British scientist in the field of artificial intelligence and CEO of DeepMind Demis Hasabis.
OLI SCARFF | AFP | Getty Images
Scientists from DeepMind have found another real-world application for their artificial intelligence software.
London Artificial Intelligence Laboratory owned Alphabetannounced on Wednesday that it had taught the artificial intelligence system to monitor and sculpt superheated plasma inside a nuclear fusion reactor.
Nuclear fusion, the process that feeds the stars of the universe, involves the splitting and combining of hydrogen, which is a common element of seawater.
The process, which emits huge amounts of energy, is touted as a potentially limitless source of clean energy, but a number of technical challenges still need to be overcome.
Here on Earth, scientists are using tokamaks – donut-shaped vessels surrounded by electromagnetic coils – to try to recreate the fusion reactions that take place in space.
The magnets in these tacomas are used to “hold” volatile hydrogen plasma, which is hotter than the sun’s core.

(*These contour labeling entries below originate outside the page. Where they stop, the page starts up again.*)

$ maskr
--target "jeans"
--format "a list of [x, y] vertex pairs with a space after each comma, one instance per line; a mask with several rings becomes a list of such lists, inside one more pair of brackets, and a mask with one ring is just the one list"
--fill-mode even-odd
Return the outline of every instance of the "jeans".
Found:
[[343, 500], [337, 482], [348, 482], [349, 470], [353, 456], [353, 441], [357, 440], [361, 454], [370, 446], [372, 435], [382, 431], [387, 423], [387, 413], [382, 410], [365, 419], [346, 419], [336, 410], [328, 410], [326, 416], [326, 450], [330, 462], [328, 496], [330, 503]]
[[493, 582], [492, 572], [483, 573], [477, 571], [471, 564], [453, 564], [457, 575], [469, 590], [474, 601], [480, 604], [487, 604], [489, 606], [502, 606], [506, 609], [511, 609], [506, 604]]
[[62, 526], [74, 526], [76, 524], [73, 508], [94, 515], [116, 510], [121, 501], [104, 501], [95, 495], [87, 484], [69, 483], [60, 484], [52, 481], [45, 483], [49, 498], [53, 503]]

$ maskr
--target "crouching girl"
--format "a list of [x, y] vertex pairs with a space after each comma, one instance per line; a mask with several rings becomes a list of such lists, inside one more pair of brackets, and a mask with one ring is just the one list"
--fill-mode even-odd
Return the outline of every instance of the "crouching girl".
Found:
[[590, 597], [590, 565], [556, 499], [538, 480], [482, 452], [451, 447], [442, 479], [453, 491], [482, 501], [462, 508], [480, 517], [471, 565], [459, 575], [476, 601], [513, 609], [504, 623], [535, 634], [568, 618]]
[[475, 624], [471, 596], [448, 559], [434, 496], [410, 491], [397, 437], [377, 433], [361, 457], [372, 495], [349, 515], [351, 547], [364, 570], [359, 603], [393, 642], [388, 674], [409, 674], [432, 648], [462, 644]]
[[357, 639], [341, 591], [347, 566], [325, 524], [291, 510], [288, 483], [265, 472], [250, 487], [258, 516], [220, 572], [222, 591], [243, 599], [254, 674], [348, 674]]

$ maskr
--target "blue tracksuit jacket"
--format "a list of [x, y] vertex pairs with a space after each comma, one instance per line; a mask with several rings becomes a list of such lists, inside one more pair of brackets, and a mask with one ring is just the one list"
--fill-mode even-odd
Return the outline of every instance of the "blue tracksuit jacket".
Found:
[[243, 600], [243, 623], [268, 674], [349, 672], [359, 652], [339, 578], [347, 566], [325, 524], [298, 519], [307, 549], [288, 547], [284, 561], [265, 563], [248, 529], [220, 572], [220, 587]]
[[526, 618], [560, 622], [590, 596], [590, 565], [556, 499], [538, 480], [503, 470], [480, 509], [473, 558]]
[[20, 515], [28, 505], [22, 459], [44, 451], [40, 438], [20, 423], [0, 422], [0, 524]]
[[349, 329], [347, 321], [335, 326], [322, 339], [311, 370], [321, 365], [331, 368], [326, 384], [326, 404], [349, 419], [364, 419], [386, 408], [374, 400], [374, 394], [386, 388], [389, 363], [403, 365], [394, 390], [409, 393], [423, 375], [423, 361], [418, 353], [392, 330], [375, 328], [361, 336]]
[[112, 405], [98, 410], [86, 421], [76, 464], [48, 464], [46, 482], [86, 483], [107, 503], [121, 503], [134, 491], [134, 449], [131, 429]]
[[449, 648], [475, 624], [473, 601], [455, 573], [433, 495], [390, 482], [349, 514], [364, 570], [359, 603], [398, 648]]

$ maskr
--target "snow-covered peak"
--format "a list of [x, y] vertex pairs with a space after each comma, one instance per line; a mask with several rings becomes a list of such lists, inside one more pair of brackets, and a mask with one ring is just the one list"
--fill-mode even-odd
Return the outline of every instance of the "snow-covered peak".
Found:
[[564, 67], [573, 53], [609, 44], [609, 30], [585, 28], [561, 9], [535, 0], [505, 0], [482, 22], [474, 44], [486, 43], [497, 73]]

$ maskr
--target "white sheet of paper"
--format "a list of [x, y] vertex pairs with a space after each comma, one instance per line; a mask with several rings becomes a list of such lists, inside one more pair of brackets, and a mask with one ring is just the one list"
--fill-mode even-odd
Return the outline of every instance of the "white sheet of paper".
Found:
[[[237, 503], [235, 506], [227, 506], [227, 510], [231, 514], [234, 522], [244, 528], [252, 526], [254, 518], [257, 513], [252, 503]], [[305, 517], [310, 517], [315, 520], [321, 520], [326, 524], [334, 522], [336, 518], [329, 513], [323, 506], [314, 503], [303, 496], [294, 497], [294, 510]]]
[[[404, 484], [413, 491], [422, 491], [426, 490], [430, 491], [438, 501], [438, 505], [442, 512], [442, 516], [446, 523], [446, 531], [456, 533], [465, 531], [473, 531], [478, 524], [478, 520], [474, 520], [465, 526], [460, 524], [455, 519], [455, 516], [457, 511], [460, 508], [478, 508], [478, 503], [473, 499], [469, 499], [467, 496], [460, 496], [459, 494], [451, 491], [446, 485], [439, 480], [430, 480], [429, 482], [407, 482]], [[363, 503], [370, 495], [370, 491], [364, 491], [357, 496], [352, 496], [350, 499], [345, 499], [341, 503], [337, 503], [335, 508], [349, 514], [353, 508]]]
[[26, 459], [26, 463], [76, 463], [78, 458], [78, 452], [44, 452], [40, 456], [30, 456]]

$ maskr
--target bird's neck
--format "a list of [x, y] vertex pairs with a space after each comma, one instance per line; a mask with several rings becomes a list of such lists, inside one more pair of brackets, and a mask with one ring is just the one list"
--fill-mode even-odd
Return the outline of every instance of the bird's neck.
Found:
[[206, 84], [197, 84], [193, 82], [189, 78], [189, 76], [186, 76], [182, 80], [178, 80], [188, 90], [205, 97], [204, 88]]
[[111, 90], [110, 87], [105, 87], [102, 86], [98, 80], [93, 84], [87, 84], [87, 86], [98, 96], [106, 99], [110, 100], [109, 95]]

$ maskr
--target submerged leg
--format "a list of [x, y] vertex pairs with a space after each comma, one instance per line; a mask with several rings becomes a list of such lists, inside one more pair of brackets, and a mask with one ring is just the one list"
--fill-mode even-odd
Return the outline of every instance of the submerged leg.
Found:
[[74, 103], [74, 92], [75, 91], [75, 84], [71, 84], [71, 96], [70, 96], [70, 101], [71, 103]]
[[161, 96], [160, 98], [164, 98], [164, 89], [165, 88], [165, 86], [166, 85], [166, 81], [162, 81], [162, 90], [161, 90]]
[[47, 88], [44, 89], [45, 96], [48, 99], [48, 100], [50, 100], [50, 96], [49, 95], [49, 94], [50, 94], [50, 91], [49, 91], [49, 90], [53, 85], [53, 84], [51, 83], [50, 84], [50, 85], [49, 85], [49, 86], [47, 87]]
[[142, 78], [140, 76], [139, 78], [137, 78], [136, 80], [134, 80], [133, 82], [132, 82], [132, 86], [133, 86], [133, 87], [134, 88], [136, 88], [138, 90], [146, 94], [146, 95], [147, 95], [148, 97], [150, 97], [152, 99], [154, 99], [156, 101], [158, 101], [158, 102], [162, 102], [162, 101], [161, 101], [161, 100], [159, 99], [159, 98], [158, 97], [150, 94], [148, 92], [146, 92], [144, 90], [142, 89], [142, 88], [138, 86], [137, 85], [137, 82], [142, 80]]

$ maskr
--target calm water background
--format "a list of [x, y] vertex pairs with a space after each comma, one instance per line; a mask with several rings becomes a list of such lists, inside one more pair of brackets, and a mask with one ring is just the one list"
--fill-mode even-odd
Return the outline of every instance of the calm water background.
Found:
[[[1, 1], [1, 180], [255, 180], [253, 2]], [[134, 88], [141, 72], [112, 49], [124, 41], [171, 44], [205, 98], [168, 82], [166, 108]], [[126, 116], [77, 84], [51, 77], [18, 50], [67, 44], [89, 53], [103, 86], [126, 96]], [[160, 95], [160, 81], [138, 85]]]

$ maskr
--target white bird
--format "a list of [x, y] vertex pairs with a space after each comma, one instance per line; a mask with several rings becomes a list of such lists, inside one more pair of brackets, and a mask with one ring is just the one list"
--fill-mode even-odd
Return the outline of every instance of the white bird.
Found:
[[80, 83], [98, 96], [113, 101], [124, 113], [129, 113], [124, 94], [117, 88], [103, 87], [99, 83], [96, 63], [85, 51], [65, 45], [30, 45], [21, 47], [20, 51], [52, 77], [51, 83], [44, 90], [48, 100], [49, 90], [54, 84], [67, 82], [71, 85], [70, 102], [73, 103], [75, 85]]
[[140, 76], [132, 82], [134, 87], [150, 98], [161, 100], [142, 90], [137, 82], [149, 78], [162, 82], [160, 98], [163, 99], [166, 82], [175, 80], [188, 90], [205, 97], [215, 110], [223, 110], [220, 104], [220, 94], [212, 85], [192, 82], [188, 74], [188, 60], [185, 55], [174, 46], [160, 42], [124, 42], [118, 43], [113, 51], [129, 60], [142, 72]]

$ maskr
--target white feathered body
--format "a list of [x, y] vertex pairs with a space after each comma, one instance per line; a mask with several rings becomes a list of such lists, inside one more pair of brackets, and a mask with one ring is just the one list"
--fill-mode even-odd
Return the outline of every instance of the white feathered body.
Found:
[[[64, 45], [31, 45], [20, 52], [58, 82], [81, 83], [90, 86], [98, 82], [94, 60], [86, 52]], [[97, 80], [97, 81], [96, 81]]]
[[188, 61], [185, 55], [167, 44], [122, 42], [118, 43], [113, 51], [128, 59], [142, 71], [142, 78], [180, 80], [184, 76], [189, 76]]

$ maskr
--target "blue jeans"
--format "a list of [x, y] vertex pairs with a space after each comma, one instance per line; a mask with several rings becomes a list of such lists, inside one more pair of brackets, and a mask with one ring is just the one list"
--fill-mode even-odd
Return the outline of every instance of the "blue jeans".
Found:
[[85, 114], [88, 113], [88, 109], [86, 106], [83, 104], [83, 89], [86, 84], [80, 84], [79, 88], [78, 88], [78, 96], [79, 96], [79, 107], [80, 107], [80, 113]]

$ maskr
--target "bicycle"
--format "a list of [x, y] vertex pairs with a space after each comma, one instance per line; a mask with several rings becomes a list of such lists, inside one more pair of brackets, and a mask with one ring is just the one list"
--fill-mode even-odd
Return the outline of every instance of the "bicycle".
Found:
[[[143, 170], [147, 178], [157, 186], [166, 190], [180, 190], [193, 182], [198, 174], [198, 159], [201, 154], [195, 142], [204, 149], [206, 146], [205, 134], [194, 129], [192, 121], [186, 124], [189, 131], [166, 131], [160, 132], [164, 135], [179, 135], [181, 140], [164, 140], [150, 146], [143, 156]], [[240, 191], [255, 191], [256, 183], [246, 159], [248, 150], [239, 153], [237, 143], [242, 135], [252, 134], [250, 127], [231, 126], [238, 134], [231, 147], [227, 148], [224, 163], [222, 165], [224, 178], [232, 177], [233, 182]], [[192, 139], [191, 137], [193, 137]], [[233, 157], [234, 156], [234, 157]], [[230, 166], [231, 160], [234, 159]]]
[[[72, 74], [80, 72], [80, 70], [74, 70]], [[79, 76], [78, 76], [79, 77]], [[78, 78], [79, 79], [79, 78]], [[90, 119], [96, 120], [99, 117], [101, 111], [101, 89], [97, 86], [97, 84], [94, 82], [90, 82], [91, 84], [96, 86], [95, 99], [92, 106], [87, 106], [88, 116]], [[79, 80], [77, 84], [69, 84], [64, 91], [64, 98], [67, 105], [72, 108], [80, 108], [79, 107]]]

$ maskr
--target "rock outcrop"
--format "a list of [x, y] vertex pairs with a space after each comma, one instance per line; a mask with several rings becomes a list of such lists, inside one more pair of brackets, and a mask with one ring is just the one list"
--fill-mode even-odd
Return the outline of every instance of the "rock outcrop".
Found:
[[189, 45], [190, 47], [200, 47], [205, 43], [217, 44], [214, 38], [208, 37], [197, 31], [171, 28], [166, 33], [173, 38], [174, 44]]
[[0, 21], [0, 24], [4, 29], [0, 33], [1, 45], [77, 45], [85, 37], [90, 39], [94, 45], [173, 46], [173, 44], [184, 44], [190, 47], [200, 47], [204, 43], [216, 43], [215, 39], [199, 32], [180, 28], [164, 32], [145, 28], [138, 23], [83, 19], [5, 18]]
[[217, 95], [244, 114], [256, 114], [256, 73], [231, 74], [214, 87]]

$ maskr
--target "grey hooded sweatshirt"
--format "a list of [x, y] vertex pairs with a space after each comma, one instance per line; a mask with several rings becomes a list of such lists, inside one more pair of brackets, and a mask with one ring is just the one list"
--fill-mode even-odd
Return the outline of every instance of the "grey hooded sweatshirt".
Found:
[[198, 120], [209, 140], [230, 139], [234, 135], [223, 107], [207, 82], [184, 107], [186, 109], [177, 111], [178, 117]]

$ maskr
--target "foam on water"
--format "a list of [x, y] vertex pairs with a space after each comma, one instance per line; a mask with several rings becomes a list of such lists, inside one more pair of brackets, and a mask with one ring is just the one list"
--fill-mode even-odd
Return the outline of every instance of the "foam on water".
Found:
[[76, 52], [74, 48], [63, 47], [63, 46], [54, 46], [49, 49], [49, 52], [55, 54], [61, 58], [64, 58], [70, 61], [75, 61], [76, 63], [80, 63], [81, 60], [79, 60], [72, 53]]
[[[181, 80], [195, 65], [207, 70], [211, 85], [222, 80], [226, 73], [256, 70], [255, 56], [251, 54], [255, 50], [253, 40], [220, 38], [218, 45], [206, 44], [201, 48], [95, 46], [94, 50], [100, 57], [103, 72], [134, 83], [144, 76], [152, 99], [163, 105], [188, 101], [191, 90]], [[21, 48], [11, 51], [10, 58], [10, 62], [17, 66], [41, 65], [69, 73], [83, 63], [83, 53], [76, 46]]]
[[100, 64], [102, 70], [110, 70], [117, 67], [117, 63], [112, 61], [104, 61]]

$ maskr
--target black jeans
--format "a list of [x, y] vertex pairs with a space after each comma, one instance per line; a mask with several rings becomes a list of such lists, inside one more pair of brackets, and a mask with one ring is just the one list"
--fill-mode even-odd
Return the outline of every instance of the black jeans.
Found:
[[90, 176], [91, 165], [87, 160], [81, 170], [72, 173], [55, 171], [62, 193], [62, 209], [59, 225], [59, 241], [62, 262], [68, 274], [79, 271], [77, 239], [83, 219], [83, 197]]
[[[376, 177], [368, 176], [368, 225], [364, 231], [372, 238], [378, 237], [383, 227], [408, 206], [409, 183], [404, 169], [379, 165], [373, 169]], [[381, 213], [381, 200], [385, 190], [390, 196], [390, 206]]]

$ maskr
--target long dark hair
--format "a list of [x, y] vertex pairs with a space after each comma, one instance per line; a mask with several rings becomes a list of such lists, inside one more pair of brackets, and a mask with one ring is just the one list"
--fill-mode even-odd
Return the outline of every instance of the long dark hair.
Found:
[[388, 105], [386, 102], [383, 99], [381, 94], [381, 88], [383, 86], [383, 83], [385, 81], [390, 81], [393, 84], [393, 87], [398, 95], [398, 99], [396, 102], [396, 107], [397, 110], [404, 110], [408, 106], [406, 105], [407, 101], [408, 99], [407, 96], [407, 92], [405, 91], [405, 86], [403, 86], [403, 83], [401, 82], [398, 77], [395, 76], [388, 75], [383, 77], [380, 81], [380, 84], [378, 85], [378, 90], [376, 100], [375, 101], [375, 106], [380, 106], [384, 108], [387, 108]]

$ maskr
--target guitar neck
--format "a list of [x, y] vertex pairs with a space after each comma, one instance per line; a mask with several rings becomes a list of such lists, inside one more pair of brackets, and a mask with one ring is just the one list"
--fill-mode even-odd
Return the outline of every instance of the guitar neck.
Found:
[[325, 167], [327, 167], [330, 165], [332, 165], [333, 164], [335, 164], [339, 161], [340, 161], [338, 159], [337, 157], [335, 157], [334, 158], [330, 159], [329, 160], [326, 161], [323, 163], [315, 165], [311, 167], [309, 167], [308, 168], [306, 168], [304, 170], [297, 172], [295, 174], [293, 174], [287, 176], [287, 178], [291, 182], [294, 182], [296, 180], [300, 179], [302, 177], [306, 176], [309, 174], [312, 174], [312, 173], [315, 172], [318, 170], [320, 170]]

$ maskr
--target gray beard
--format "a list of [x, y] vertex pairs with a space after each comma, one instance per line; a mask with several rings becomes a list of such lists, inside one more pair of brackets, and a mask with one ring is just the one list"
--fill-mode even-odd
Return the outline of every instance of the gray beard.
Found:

Controlling magnetic coils now requires several layers of sophisticated control systems.
Martin Riedmiller, head of the control group at DeepMind and co-author of Fr. article published in the journal Nature on Wednesday told CNBC it was a “really difficult” control issue.
Together with the Swiss Plasma Center at EPFL, University of Lausanne, Switzerland, DeepMind said it has developed an artificial intelligence system with reinforcement that can control magnets and change their voltage thousands of times per second.
Reinforcing learning, the AI training method to which DeepMind is particularly tuned, involves programming the AI to perform certain actions to maximize its chances of earning a reward in a particular situation. In other words, the algorithm “learns” to perform a task by looking for these pre-programmed rewards.
The unnamed AI DeepMind, developed on a virtual simulator, has been used about 100 times on a takomak at the Swiss Plasma Center, known as the Variable Configuration Tokamak. He operated the magnets in the tokamak for two seconds, which is the maximum amount of time the reactor can run before it overheats.
About 10-20 people with DeepMind worked on the AI system along with about 5-10 people with EPFL.
“In my opinion, synthesis is one of the most fundamental sources of energy we have in the world,” said Federico Felici, a researcher at the Swiss Plasma Center, to CNBC. “Once we really master this technology … it’s a huge achievement because you will be able to have almost limitless energy in predictable times.”
Damien Ernst, a professor at the University of Liege who was not involved, called the study one of the most important examples of reinforced learning to date, adding that it “could significantly accelerate the development of fusion reactors and, ultimately, our ability to fight global changes. ”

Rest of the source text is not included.